Dell'università meno, lo ritrovi più all'interno delle imprese.
La produzione, elaborazione e ricerca di qualcosa di parzialmente altro è finita nel momento in cui è cessata la spinta dei movimenti e delle lotte. Ciò perché comunque questo strato diffuso non aveva un'autonomia sua propria di elaborazione. Anche per quanto riguarda le riviste si vede come esse fossero molto legate ad un discorso di contingenza, di lettura di determinati bisogni che venivano dai movimenti e dalle lotte, però nel complesso non c'è stata la ricchezza di avere una dimensione autonoma di elaborazione teorica effettiva.
Questo però è un po' un problema generale dei movimenti.
Però, in quel momento c'è stata una situazione particolare per cui una direzione politica di indicazione precisa, data principalmente dall'operaismo, e una richiesta di committenza politica da parte dei movimenti hanno fatto sì che si formasse questo strato di elaborazione diffuso.
Se si guarda allo sviluppo del movimento in Germania, in Francia o a quello degli afroamericani negli Stati Uniti, non è mica che le cose stiano in modo molto diverso...
Però, sono stati molto più limitati come elaborazione scientifica e teorica. Questo perché la potenza del movimento in Italia non era da poco, quindi si deve tenere conto che una serie di sconfitte non sono date solo da ciò che pensano coloro che su questo hanno una posizione molto autogiustificativa rispetto ai propri errori: secondo alcuni, infatti, il movimento si sarebbe trovato in una tenaglia che era costituita da una parte dalla repressione e dall'altra dai combattenti. Bisognerebbe invece guardare e analizzare quelli che sono stati i limiti e gli errori dei propri percorsi. Quindi, non era quello il problema, bensì che anche all'interno dell'Autonomia non c'era comunque una maturità in termini di progettualità tale da essere in grado di muoversi in una prassi di alterità effettiva.

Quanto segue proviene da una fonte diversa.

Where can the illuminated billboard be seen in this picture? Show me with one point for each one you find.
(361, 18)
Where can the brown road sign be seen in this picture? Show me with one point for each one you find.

Il problema è proprio questo, su questo sono d'accordo. La questione è che, se si va a vedere il ciclo dell'Autonomia nel suo momento conclusivo, cioè nel momento che è al tempo stesso quello più alto e quello conclusivo, cioè fondamentalmente il '77-'78, si vede chiaramente che lì è mancata la capacità di dare risposta a un problema politico che emergeva in modo assolutamente chiaro dal movimento. Era un movimento che aveva raggiunto un livello di espansione orizzontale rispetto a cui era difficile pensare di andare oltre: il problema era quello della politica. E il fatto che il problema della politica non sia stato affrontato e risolto in modo efficace da nessuna delle molteplici componenti dell'Autonomia, spiega secondo me anche (oltre a tanti altri fattori) per quale ragione determinate ipotesi combattenti abbiano avuto la credibilità e la forza che hanno avuto anche dentro il movimento tra il '78 e l'80.